David mengerutkan dahi. "Memangnya kenapa, Nyonya?" tanya David.

Merasa penasaran, Mara yang masih duduk tetap memilih diam dan pura-pura sibuk dengan sisa makan malamnya.

"Antarkan makanan kekamar Juli," pinta Tesa.

Sempat melirik kearah Mara sesaat, detik berikutnya David mengangguk. "Baik, Nyonya."

Begitu permintaan Juli sudah disampaikan, Tesa dan Jordan kembali masuk kekamar.

Meski terkadang ingin sekali menjadi tempat curahan hati sang putri, kalau begini keadaannya sepertinya akan terasa sulit.

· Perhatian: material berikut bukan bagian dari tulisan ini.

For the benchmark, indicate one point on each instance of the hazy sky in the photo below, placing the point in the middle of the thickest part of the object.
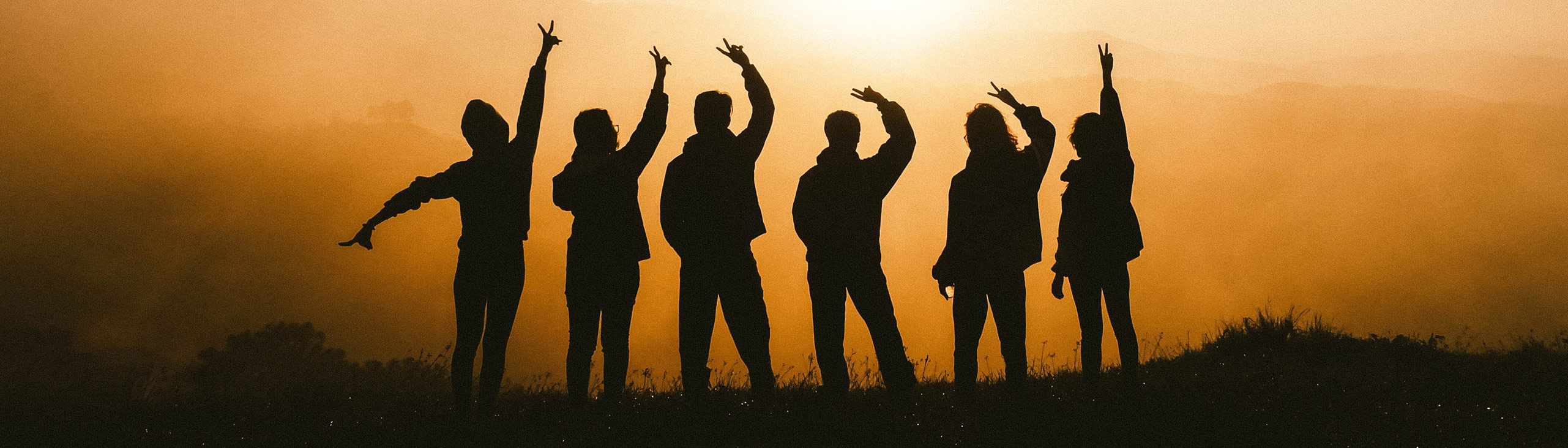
(176, 171)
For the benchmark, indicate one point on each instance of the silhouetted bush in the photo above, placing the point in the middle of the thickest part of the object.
(288, 368)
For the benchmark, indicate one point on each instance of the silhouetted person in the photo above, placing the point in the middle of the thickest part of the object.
(838, 215)
(493, 192)
(599, 187)
(1100, 231)
(709, 214)
(993, 234)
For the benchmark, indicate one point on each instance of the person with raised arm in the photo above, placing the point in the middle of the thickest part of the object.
(1100, 231)
(709, 215)
(838, 217)
(993, 234)
(493, 192)
(599, 189)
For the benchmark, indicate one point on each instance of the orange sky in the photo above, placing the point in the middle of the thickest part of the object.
(185, 166)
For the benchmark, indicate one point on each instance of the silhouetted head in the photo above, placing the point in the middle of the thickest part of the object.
(711, 112)
(987, 130)
(1089, 135)
(485, 129)
(595, 132)
(844, 129)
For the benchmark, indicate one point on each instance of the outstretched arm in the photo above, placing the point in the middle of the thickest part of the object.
(756, 132)
(1042, 133)
(645, 140)
(419, 192)
(532, 108)
(1111, 105)
(894, 154)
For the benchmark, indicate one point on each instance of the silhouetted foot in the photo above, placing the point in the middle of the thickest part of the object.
(965, 389)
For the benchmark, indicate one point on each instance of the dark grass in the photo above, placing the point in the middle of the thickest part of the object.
(1274, 379)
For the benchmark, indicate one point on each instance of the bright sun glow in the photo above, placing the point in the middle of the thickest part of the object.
(877, 23)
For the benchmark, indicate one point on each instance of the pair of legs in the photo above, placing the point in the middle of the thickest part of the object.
(1087, 289)
(1004, 295)
(868, 287)
(599, 297)
(487, 290)
(723, 275)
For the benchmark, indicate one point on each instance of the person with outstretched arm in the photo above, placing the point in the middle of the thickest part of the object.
(493, 192)
(599, 189)
(1100, 231)
(838, 217)
(993, 234)
(709, 215)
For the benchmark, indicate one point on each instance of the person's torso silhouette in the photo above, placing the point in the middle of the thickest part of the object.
(993, 236)
(709, 214)
(599, 189)
(1100, 231)
(493, 192)
(838, 217)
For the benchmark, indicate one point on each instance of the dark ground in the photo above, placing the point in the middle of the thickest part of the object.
(1266, 381)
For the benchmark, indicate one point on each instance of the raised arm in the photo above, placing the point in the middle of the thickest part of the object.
(1111, 105)
(1042, 133)
(756, 132)
(419, 192)
(532, 108)
(645, 140)
(894, 154)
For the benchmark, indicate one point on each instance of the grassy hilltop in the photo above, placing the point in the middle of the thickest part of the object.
(1267, 379)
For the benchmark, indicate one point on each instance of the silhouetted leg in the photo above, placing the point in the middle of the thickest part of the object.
(698, 304)
(501, 311)
(582, 315)
(969, 309)
(618, 325)
(1086, 295)
(747, 315)
(466, 292)
(1007, 309)
(869, 292)
(827, 325)
(1118, 309)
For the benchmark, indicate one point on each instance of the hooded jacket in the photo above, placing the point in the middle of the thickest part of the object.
(601, 192)
(838, 204)
(993, 207)
(711, 190)
(491, 187)
(1098, 223)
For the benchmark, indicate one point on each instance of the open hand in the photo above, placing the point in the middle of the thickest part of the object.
(1006, 96)
(736, 54)
(549, 37)
(363, 239)
(1106, 62)
(869, 96)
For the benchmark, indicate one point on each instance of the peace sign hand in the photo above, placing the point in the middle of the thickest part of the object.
(869, 96)
(659, 62)
(1106, 62)
(549, 37)
(1006, 96)
(736, 54)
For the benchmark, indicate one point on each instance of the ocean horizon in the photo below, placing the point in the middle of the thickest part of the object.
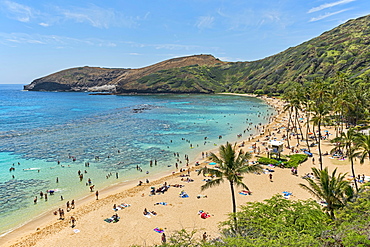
(49, 138)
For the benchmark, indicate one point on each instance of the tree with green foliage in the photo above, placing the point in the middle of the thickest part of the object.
(347, 140)
(334, 190)
(351, 227)
(275, 222)
(232, 166)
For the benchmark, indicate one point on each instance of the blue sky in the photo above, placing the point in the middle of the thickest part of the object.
(41, 37)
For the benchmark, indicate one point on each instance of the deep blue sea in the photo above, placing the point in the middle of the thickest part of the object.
(38, 129)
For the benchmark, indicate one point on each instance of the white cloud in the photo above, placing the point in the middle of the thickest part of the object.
(97, 17)
(329, 5)
(44, 24)
(327, 15)
(51, 40)
(18, 11)
(250, 18)
(205, 22)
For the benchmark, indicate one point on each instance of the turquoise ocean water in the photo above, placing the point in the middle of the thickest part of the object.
(38, 129)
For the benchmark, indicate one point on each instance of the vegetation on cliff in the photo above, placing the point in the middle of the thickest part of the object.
(344, 48)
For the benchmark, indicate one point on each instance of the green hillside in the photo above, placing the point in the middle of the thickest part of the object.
(344, 48)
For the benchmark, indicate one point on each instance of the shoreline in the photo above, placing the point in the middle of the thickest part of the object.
(46, 221)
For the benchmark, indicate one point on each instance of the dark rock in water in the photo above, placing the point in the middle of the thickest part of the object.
(15, 194)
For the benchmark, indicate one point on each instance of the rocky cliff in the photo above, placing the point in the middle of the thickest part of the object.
(345, 48)
(108, 80)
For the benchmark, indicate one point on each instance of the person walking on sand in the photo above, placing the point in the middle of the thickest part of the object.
(205, 236)
(72, 221)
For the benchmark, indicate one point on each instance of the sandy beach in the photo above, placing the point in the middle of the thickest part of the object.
(173, 212)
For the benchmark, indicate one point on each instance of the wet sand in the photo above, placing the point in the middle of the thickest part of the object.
(134, 228)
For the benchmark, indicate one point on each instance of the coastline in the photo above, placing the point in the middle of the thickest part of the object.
(46, 224)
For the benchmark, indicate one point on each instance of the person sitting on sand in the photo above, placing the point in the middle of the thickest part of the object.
(115, 218)
(73, 221)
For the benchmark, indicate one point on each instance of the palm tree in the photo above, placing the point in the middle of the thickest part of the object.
(363, 144)
(319, 117)
(332, 189)
(347, 140)
(232, 165)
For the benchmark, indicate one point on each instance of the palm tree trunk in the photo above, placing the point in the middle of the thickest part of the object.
(234, 205)
(308, 130)
(320, 155)
(353, 173)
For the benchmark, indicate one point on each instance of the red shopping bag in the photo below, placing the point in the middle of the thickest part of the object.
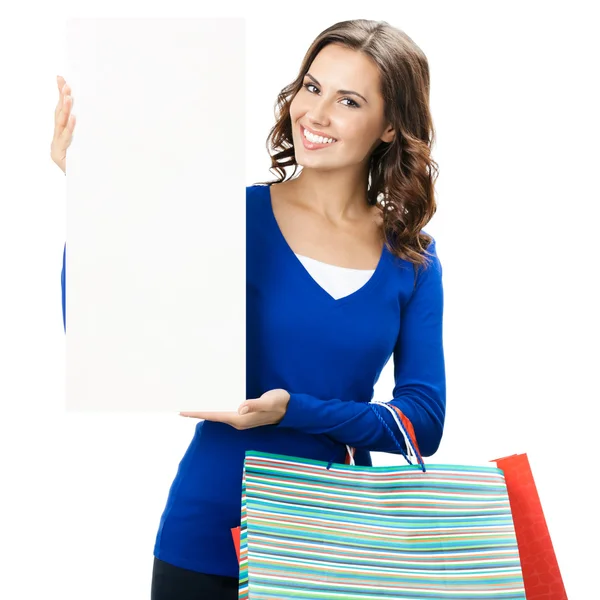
(541, 574)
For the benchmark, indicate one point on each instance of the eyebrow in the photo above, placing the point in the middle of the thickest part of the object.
(349, 92)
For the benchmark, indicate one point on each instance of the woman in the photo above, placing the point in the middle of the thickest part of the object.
(340, 277)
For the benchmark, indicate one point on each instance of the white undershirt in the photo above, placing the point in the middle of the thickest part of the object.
(336, 281)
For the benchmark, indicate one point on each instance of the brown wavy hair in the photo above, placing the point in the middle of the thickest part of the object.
(402, 172)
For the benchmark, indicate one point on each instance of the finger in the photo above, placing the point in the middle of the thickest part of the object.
(62, 89)
(208, 415)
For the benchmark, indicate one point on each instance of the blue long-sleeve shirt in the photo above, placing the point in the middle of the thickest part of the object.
(328, 354)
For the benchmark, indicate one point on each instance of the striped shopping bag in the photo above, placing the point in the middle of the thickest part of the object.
(317, 530)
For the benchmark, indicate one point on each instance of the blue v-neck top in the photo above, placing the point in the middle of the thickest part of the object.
(328, 354)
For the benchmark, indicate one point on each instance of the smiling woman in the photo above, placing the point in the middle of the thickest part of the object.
(341, 277)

Dulu, mungkin Juli sangat menginginkan bercerita semua hal dengan sang ibu. Tapi, mengingat kondisinya sudah berubah, Tesa tidak akan terlalu berharap.

Semua karena kesalahannya. Sebuah kesalahan karena pernah mengacuhkan sang putri saat masih dalam perkembangan menjadi dewasa.

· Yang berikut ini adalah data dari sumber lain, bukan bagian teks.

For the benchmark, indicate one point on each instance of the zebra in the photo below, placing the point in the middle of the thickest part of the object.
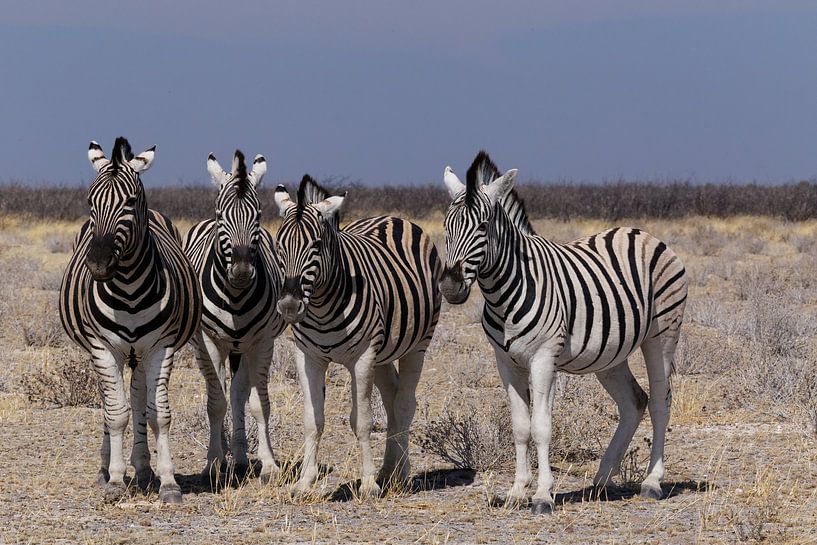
(581, 307)
(363, 296)
(240, 281)
(129, 296)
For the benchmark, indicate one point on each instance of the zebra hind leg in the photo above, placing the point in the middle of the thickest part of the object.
(631, 401)
(658, 355)
(385, 378)
(542, 375)
(515, 380)
(405, 405)
(361, 421)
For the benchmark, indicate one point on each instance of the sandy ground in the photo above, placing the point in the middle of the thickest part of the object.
(738, 469)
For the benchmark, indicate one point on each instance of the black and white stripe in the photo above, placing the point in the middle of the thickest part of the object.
(129, 297)
(364, 296)
(581, 307)
(240, 281)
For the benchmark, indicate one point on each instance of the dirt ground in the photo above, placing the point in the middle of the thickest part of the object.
(741, 454)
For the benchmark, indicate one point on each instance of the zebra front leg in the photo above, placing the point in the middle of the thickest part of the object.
(140, 455)
(515, 380)
(160, 364)
(210, 359)
(312, 376)
(542, 374)
(239, 394)
(631, 401)
(658, 354)
(405, 405)
(117, 412)
(258, 364)
(361, 421)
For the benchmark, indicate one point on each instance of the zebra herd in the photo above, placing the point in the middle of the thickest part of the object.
(366, 295)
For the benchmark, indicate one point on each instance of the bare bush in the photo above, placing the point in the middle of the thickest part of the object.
(470, 437)
(70, 383)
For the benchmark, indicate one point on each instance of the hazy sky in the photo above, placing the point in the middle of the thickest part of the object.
(392, 91)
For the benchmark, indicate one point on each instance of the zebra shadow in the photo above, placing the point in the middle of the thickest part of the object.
(614, 493)
(437, 479)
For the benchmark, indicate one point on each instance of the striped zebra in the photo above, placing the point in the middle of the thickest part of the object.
(581, 307)
(129, 297)
(363, 296)
(240, 281)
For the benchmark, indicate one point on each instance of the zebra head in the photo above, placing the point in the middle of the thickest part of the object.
(118, 219)
(238, 216)
(307, 244)
(469, 224)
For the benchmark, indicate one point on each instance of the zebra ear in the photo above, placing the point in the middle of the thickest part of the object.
(454, 185)
(217, 174)
(96, 156)
(282, 200)
(142, 162)
(259, 168)
(331, 207)
(500, 187)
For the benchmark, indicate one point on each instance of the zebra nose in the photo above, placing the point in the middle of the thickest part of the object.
(291, 309)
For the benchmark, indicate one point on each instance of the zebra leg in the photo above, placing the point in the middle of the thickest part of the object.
(361, 421)
(239, 394)
(160, 364)
(312, 376)
(542, 375)
(105, 450)
(385, 378)
(631, 401)
(515, 380)
(258, 364)
(658, 354)
(140, 455)
(211, 364)
(405, 405)
(117, 412)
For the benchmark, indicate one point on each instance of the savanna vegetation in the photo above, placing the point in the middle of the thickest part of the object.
(741, 454)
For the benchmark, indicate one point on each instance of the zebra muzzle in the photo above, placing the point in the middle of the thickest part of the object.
(292, 309)
(102, 258)
(453, 286)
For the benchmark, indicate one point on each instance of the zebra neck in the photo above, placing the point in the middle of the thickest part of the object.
(139, 267)
(336, 285)
(505, 243)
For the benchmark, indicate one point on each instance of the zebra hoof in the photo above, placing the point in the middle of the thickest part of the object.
(113, 492)
(145, 478)
(170, 493)
(542, 507)
(651, 491)
(516, 502)
(370, 490)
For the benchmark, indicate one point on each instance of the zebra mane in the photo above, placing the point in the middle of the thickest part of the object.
(309, 192)
(121, 152)
(483, 171)
(242, 181)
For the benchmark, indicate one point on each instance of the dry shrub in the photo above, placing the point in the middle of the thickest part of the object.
(470, 435)
(70, 383)
(583, 417)
(478, 434)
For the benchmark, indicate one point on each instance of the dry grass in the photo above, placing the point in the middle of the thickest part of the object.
(741, 456)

Mungkin semua ibu dan ayah yang berkarier, sudah menjadi ciri khas akan sibuk dengan dunianya tanpa menoleh sesaat pada sang buah hati yang terkadang sangat membutuhkannya.

"Aku pergi mengantar makanan dulu kekamar Nona Juli." David meninggalkan Mara yang masih duduk sambil menggosok piring dengan sendok.

Tidak tahu saja kalau saat ini Mara sedang mengeraskan rahang karena jengkel. Semenjak kepulangan Nona Juli, David selalu di buat sibuk dengannya. Jujur saja, Mara sangatlah tidak suka.

Begitu David sudah berlenggak menaiki anak tangga dengan membawa nampan bersisi makan malam, Mara yang merasa jengkel lantas membanting sedok diatas piring hingga berdenting.

Siapapun yang tersisa di ruangan itu, sontak melirik kearah Mara.